第123話


 ブリーフィングも滞りなく終わり、いよいよ出発となった翌日。


 俺は冒険者ギルドに来ていた。


 さすがに大所帯で進むダンジョンアタック中に手を出してくることもなかろうと、あのローブは着ていない。


 ここまで来れば特に警戒の必要もないだろう。


 ターニャに至っては、何処からか集めた大量の本を読んで暇潰しを行っている。


 あとは早い攻略を願うばかりだ。


 無事に最下層に居るであろうバカ共を助け出したなら、ダンジョンなんぞに関わることもなくなるわけで。


 ここでのいざこざも、村に帰りさえすれば付いてはくるまい。


 戻れるのだ、日常に。


 未だにチャノスにおいては憤懣遣る方無い想いを持ってはいるが、それも無事であったなら……とも思っている。


 ……ほんと、とにかく村の外って面倒だ。


 飛び出す若者の気が知れない。


「おーし、時間だ。いくぞー」


 軽い掛け声と共に、荷物を満載したリュックやしっかりと中身を詰め込まれた樽等を持ち上げる男達。


 その群れの一人に、俺も数えられている。


 しっかりとした装備で如何にも冒険者然とした一団と、平服だがハチ切れんばかりに荷物を搭載した一団の、混成部隊。


 ダンジョン攻略の尖兵だ。


 運搬役は全てここに居るが、最も重要な主要攻略パーティーの一部は出立式とやらに出ている。
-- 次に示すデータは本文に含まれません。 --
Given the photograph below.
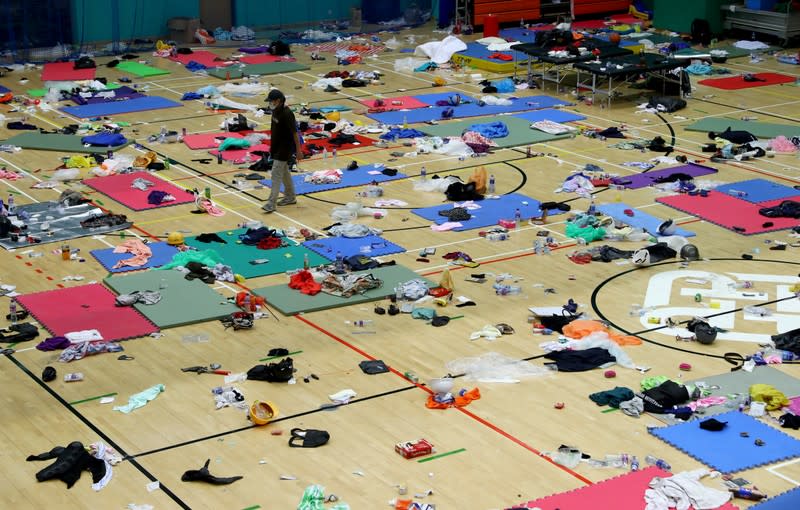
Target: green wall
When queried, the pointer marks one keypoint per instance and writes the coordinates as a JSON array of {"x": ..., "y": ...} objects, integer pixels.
[{"x": 91, "y": 19}]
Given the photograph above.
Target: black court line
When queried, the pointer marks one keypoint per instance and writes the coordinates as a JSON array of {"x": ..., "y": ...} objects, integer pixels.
[
  {"x": 174, "y": 497},
  {"x": 331, "y": 407},
  {"x": 601, "y": 315}
]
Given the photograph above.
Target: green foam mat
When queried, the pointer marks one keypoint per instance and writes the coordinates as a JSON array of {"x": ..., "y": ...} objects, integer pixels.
[
  {"x": 238, "y": 255},
  {"x": 519, "y": 130},
  {"x": 141, "y": 70},
  {"x": 182, "y": 301},
  {"x": 256, "y": 70},
  {"x": 291, "y": 302},
  {"x": 54, "y": 142},
  {"x": 760, "y": 129}
]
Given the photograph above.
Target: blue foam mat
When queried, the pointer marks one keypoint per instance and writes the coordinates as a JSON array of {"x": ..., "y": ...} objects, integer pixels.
[
  {"x": 162, "y": 253},
  {"x": 639, "y": 219},
  {"x": 329, "y": 246},
  {"x": 350, "y": 178},
  {"x": 549, "y": 114},
  {"x": 119, "y": 107},
  {"x": 491, "y": 211},
  {"x": 478, "y": 50},
  {"x": 787, "y": 501},
  {"x": 466, "y": 110},
  {"x": 727, "y": 451},
  {"x": 758, "y": 190}
]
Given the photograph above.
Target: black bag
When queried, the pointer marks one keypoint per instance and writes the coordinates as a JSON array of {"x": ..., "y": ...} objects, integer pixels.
[
  {"x": 701, "y": 32},
  {"x": 281, "y": 371}
]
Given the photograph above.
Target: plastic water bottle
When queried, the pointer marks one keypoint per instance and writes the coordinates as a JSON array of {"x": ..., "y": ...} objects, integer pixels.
[
  {"x": 659, "y": 463},
  {"x": 12, "y": 311}
]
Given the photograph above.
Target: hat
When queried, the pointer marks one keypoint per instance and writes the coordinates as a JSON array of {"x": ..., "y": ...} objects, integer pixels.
[{"x": 275, "y": 95}]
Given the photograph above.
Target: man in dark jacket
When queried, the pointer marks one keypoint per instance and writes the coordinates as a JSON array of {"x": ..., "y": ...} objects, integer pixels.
[{"x": 283, "y": 143}]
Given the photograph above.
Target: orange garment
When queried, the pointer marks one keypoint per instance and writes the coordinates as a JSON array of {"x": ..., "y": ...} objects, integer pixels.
[
  {"x": 580, "y": 328},
  {"x": 141, "y": 253},
  {"x": 460, "y": 400}
]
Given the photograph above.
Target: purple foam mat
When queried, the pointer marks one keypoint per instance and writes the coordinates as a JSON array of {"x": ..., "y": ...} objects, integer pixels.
[{"x": 646, "y": 179}]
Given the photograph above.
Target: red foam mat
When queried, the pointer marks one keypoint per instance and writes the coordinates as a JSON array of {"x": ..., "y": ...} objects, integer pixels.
[
  {"x": 65, "y": 71},
  {"x": 738, "y": 82},
  {"x": 265, "y": 58},
  {"x": 207, "y": 140},
  {"x": 84, "y": 307},
  {"x": 730, "y": 212},
  {"x": 206, "y": 58},
  {"x": 118, "y": 187},
  {"x": 624, "y": 492}
]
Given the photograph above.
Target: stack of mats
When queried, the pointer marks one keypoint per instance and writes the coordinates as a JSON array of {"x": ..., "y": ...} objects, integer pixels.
[
  {"x": 86, "y": 307},
  {"x": 366, "y": 174},
  {"x": 736, "y": 206}
]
 進むペースを考えて、運搬役が先に発つ手筈になったのだ。


 拠点は二層、五層、七層、九層とそれぞれの階層の安全地帯に置き、補給線を確保して長期戦を挑む計画だ。


 最短で五日、最長で三週間ばかりを区切りとするそうだ。


 三週間は……テッド達、死んでるんじゃないかなぁ?


 ターニャが言うには一ヶ月でギリギリ死ぬということだったので、それまでには間に合わせたい。


 いや死ぬて。


 せめて生きてる計算をしてあげて。


「よーし! 第一班、入ってくれー」


 再び掛けられた声に俺の居た列が進む。


 運搬役は全部で九十名、各階層に二十名ずつが振り分けられるという。


 余り? を入れているのだ。


 人の命が安い安い、ハハハほんと嫌い、ダンジョンも冒険者も。


 護衛のパーティーは十名に二パーティーずつ付く。


 計九列、十八パーティー。


 最下層の魔物を攻略する主要パーティーを含めると二十三パーティーになる。


 二百五十余名の大集団だ。


 ダンジョン攻略ってこんなに大袈裟になるものなの? とは思ったのだが、最初の攻略を噛ました騎士団とやらは千人の集団だったらしい。


 それに比べると少ない。


 ちなみに攻略時は三割強が減っていたという全滅判定一歩手前。


 やはり最下層の魔法が使えない部屋がネックであったそうだ。


 ではどうしたのか?


 物量で押したのだ。


 いつでも筋肉が僕らの答え。


 さすがに月日も経ち、冒険者の質も強化され、ダンジョンの未知は薄まりつつある昨今。


 同じような結果にはならないとは思うが……やはり危ないことは危ないのだろう。


「うっし! このダンジョン攻略で箔をつけて、愛しのリディちゃんにプロポーズするぜ!」


「先月ガキが生まれたんだ、へへへ。あん? いや、帰ったら引退するさ。デケェ手土産持ってな」


 だってあちこちでフラグが乱立してる。


 ちょっ、班変えてくれないかなあ?! なんでどいつもこいつも死に急ぐの?! なんで俺の班は似たような「俺、帰ったら――」を聞いて欲しがるの?!


 今更変更が効くわけもなく、人を呑み込まんとする地下への大穴に、列を乱すことなく足を踏み入れた。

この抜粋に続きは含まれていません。